Published November 2004
With crude oil prices rising above $50/b, natural gas prices at the U.S. Gulf Coast appear to have risen to a new floor of just under $5/MM Btu. The demand for electric power generation appears to be driving the demand for natural gas, with environmental concerns discouraging the use of coal as a conventional boiler fuel. In certain regions, such concerns even appear to be hampering the construction of long distance electrical transmission and natural gas pipeline facilities required by large centralized power plants. This is one factor behind the growing interest in fuel cells as an efficient, reliable and environmentally acceptable means to small scale "distributed" power generation.
Proven world natural gas reserves, which currently represent about 83% of the energy equivalence of proven oil reserves, have been growing at a faster rate. In some remote locations, wellhead costs of "stranded" natural gas have been estimated to be below $0.25/MMBtu. New world scale methanol production technologies using stranded natural gas as feedstock may result in the availability of a fuel grade methanol importable to the U.S. Gulf Coast and other major consuming regions at a price which would be competitive with that for natural gas. This is a factor behind growing interest in methanol based fuel cell technologies for various new small-scale mass-market transportation, portable power, and stationary power applications.

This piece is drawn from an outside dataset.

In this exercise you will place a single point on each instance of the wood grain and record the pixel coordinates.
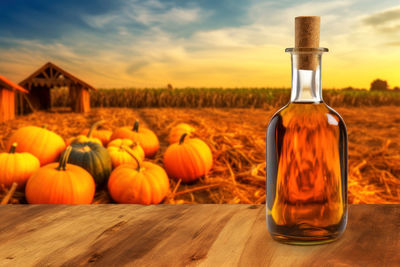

Recent advances in liquid feed direct methanol fuel cells (DMFCs), which eliminate the need for bulky reformer based fuel processors, may soon represent a practical alternative to conventional batteries for laptop computers and other portable power applications. Aside from promising considerably longer operating times than similarly sized conventional batteries via "hot swappable" disposable methanol fuel cartridges, DMFCs may also prove to be more economical. The scope of this report includes a comparative evaluation of the technology, energy efficiencies and estimated costs of DMFC concepts applied to microelectronic, portable electric power generation, and onboard automotive electric propulsion systems. The scope of our review also includes a rundown on the status of polymer electrolyte membrane (PEM) development for DMFCs, including promising new membranes under development by Polyfuel and Giner which appear to be nearing commercialization for such mass market "personal" power applications. We also include a discussion of a promising new sputter deposition (SD) technique which may dramatically further reduce costly platinum electrocatalyst requirements, a major drawback of earlier DMFC prototypes.